1. Field of the Invention
The present invention relates to an apparatus for testing the tightness of the seating of a plug in a hole and removing inadequately secured plugs. The invention has application to plugs disposed in limited access locations wherein there are severe constraints on movement in the plug-removing direction. The invention has particular application to the testing and removal of upflow conversion plugs in thermal shield nuclear plants.
2. Description of the Prior Art
In a nuclear reactor the core assembly is disposed within a cylindrical core barrel and, more particularly, is confined within a zig-zag array of baffle plates which are spaced inwardly from the core barrel side wall. The space between the baffle plates and the core barrel side wall is closed by a plurality of vertically spaced-apart former plates.

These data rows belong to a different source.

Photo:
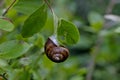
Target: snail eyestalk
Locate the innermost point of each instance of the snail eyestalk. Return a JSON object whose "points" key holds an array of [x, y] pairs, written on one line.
{"points": [[55, 52]]}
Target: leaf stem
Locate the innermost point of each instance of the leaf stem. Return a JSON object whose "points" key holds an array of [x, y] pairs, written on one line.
{"points": [[55, 19], [9, 8]]}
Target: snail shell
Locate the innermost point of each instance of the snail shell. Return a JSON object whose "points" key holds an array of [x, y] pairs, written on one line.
{"points": [[56, 53]]}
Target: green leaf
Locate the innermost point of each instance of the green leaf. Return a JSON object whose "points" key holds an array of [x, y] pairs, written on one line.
{"points": [[27, 6], [35, 22], [6, 25], [96, 21], [13, 49], [67, 33]]}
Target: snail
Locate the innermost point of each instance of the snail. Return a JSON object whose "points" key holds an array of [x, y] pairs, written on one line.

In a typical "downflow" cooling arrangement, cooling water is pumped downwardly along the outside of the core barrel, the water flowing through a plurality of circumferentially spaced-apart flow holes in the core barrel disposed just below the top former plate, into the region between the core barrel side wall and the baffle plates. This latter flow then passes down through holes in the former plates and beneath the lower end of the baffle plates into the core region to join with water flowing up into the core region through holes in the bottom of the core barrel. In this "downflow" arrangement, there is high pressure water on the outside of the baffle plates and low pressure water on the inside, due to pressure loss during the travel through the fuel core assembly. The baffle plates are simply a series of bolted-together plates and the high pressure water on the outside of these plates causes jet streams to flow through cracks between the baffle plates into the core, which can damage the fuel assemblies.
In order to correct this problem, there is performed what is known as an "upflow conversion" on the reactor. In this conversion process the flow holes in the core barrel side wall are plugged with expandable plugs, and holes are drilled in the top former plate. Thus, the cooling water can no longer enter through the flow holes in the core barrel side wall. Rather it flows down along the outside of the core barrel, up through the holes in the bottom of the core barrel and then under the baffle plates and then upwardly through the region between the baffle plates and the core barrel side wall, exiting through the new holes in the top former plate, this upflowing water being under much lower pressure than the downflowing water.
Occasionally it becomes necessary to test the flow hole plugs to see if they have been properly installed so as to withstand a radial pull-out force of 6,000 lbs. (approximately equivalent to a pressure of 1,750 psig applied to the plug from within the core barrel). This presents a problem in nuclear reactors with thermal shields, which are cylindrical structures surrounding the core barrel side wall coaxially therewith. Typically, the thermal shield is spaced radially outwardly from the core barrel a very slight distance of approximately 1.5 inches, and the only access to the flow hole plugs is downwardly through this narrow annular space. Heretofore, there have been no means available for gaining access to the flow hole plugs through this narrow annular space and exerting on the plugs the necessary pull-out force.